3rd in series of art exhibitions initiated by Goethe-Institut, hosted by GfZK Leipzig; Curatorial direction: Barbara Steiner
Graphic Scenario 3:
Glyphs of Network-Power
...it is easier to imagine the end of the world, than the end of capitalism. Fredric Jameson
Signs and symbols of transferable, packaged digital typefaces, containing all characters and accents of the numerous languages and alphabets, are dominating today's communication.
Or to put it differently: globalised fonts are the typographic equivalent of neo-liberal concepts. System-fonts and typefaces of the new generation developed for Internet and screen, like Georgia (by Matthew Carter) and Myriad (by Robert Slimbach and Carol Twombly) have long overcome the traditional limitations of a restricted number of characters per set. Further they merge a generic, humanistic affability, well craftedness, a superiority in an optimised applicability beyond linguistic obstacles with a complete absence of vision. They are representatives of a new elasticity of signs and symbols, which are exchanged in the organic, dynamic and creative networks of ideas, projects and communities. In the practices of art and design we find the same methods of neo-liberal thinking if we look at self-initiated, emancipatory collaboration on projects, which themselves are deliberately designed to generate new projects with new collaborations, again and again. Labour and networks represent permanent stimulating acquisitions. In this context, interactive participatory work seems now almost equivalent to growth.

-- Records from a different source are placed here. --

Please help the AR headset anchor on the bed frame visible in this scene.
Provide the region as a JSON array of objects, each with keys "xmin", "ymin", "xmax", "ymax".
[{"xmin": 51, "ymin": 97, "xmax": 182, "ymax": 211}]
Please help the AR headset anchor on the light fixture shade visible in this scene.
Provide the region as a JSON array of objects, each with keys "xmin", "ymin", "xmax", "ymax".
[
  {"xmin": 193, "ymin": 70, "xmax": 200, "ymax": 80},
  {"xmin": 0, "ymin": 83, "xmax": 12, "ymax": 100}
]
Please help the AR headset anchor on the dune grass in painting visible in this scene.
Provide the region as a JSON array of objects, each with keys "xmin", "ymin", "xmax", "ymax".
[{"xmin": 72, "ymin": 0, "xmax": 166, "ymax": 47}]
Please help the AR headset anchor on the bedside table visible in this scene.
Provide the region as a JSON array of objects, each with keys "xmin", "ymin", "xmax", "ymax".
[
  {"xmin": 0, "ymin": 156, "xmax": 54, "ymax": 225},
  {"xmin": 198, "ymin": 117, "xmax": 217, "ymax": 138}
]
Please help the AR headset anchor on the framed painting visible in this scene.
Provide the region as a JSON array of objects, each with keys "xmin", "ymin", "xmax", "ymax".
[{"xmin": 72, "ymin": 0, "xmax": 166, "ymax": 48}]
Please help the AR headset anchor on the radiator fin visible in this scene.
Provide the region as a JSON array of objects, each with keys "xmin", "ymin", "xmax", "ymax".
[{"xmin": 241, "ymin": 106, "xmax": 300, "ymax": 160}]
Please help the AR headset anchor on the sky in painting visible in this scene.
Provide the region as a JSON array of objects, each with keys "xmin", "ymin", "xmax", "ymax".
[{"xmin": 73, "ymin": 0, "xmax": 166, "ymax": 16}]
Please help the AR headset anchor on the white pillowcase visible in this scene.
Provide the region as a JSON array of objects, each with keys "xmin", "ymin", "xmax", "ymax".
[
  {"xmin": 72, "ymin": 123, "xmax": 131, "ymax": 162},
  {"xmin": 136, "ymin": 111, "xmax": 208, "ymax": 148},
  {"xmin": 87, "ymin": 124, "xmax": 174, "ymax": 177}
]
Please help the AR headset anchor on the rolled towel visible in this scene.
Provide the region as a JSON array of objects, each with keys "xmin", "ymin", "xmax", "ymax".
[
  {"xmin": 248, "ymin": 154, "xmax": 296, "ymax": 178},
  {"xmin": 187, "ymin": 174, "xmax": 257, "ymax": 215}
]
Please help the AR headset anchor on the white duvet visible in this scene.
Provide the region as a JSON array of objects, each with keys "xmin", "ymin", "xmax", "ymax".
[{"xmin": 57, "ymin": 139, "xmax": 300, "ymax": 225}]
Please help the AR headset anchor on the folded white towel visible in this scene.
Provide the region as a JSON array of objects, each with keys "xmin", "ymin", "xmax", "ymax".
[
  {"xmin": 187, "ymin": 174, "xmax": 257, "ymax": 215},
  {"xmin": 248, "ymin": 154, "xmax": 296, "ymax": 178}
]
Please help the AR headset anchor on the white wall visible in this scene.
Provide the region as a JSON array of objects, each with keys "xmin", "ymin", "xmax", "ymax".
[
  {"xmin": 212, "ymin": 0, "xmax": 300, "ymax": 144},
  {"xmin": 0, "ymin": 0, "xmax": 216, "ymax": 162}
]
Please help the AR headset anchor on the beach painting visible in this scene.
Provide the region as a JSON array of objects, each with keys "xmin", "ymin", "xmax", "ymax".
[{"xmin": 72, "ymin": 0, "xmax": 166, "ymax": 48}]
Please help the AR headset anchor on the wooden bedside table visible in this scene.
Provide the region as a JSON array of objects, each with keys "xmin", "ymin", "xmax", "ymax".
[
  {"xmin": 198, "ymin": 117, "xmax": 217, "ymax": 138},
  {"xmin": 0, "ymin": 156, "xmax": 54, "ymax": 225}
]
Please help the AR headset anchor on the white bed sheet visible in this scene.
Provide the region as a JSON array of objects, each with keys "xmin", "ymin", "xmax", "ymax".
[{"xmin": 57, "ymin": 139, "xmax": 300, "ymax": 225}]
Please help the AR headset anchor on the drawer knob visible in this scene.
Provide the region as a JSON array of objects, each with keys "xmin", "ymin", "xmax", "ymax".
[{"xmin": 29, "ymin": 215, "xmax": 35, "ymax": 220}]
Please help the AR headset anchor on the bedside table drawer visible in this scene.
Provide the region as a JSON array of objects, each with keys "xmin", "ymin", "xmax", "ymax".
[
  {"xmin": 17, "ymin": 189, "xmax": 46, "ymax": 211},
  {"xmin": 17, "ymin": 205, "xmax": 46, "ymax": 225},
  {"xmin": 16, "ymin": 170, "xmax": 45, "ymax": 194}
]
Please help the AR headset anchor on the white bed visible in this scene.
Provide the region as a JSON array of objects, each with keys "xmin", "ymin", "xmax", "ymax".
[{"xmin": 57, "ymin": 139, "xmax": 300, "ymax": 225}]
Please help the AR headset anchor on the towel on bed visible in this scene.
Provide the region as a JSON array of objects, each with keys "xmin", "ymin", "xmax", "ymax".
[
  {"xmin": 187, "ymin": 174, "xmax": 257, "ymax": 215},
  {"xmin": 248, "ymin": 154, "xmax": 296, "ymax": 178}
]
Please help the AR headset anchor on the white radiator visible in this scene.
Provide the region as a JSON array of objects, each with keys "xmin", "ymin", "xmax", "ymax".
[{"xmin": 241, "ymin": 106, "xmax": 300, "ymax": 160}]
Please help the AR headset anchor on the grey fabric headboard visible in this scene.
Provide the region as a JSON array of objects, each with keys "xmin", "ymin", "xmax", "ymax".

This graphic scenario does not propose an exhibition, but a set. Against the backdrop of an optimistic, post-ironical landscape, its panorama is the stylised silhouette of the exchange rate of the European joint currency to the U.S. Dollar since its introduction. Along with this, props for publishing are laid out in front of the visitor. The visual representation of data is the graphic success story of the last 10 years. Its origins can be seen in the 18th century when William Playfair took the first serious steps towards the visualisation of quantifiable data that was not just based on geographical information. In today's world info-graphics are the dynamic and amusing mediators of complex facts and their connections. If we want to articulate and negotiate a single or a multitude of ideas of Europe, we are inevitably entangled in the interpretational multiplicity of signs and symbols and their subsequent ambivalences. As the symbol for sums, the Greek capital letter Sigma describes a sequence of numbers - commonly represented by the index "i" and limited by the variable "n" - which are added up. The character Sigma can, however, depending on the scientific field, describe entirely different functions and operations. It has represented the numeric value of 200 in Ancient Greece and can also stand for a signature or a reference system or even an alphabet.
The plant Dioscera, from the Yams family, is one of the fastest growing species. Over the duration of the last Scenario-Exhibition, one scion has been growing in the greenhouse of the Leipzig Botanical Garden to the current length. In this Scenario it becomes an organic physical graph, a graphic representation of a function in a defined domain.